I have a question from before, but might have been missed, or I didn’t understand the answer, so I try again.
You write the goal of true contribution is
“to estimate how much a user’s signal improves or detracts from the returns of Numerai’s portfolio”
and true contribution is
“gradient of optimized portfolio returns with respect to the NMR staked”
“if a data scientist staked slightly more on their model (thereby increasing their weight in the Stake-Weighted Meta Model), what would the change be to post-optimization portfolio returns?”
So is the gradient the appropriate metric for true contribution goal?
For instance, imagine the user with the best predictions and the perfect stake. Sure, other users predictions can be used to improve, but this particular user shouldn’t increase or decrease their stake because it is already just right.
Do they get a TC of zero? Then as a result, would they be incentivised not to stake on this model?
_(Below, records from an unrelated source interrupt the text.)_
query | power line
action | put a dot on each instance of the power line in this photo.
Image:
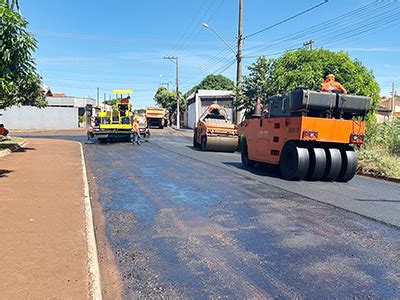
(287, 19)
(360, 13)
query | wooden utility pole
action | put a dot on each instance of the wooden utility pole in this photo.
(172, 58)
(239, 57)
(308, 44)
(393, 100)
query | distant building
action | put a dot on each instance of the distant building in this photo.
(199, 100)
(85, 105)
(383, 113)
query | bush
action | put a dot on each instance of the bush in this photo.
(380, 154)
(385, 136)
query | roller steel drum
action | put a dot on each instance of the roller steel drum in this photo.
(221, 143)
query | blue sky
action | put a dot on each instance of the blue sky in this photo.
(120, 44)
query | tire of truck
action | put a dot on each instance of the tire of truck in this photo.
(349, 165)
(203, 144)
(333, 164)
(294, 161)
(195, 143)
(317, 163)
(244, 155)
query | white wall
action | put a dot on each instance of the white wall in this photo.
(191, 115)
(29, 117)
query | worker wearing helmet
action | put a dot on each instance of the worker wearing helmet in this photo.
(135, 132)
(330, 85)
(3, 130)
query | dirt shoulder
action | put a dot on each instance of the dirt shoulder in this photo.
(42, 222)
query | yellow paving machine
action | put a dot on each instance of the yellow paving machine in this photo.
(114, 125)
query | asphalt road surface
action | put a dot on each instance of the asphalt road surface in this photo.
(191, 224)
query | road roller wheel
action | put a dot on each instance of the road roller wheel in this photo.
(349, 165)
(245, 156)
(203, 144)
(317, 163)
(333, 164)
(294, 162)
(195, 143)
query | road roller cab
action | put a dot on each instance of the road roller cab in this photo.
(307, 134)
(214, 131)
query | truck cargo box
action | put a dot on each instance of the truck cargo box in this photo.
(279, 106)
(301, 99)
(355, 105)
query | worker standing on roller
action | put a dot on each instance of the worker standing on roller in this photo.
(135, 132)
(330, 85)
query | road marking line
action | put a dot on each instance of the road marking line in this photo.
(92, 260)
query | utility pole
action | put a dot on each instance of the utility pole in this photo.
(239, 57)
(172, 58)
(308, 44)
(98, 90)
(393, 100)
(165, 83)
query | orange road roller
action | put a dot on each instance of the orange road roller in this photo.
(310, 135)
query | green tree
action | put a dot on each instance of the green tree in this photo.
(213, 82)
(305, 68)
(111, 102)
(167, 99)
(19, 79)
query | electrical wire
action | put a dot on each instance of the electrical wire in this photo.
(360, 13)
(287, 19)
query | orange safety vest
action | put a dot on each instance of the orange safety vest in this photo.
(330, 85)
(135, 127)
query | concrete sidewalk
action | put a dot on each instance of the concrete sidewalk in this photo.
(43, 252)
If so the interests might be misaligned. HF wants TC=0 (ie optimal stake on a model) but staker wants to maximise (TC*stake) and so wants TC>>0
Or is the users own stake always zeroed out when calculating the TC?
TLDR: where am i going wrong if I conclude that TC encourages increased staking on models that will help HF, but discourages continued staking on models already contributing closer to optimal ?
I don’t think it works that way; if someone’s prediction is the best, then increasing their stake will increase the performance of the portfolio, so TC should be positive.
One would, OTOH, get a zero TC if neither increasing nor decreasing one’s stake makes any difference to the portfolio. Which would imply that one’s predictions are pretty much the same as an average prediction.
Note: this is predicated on the assumption I understand TC. That’s still a very weak assumption…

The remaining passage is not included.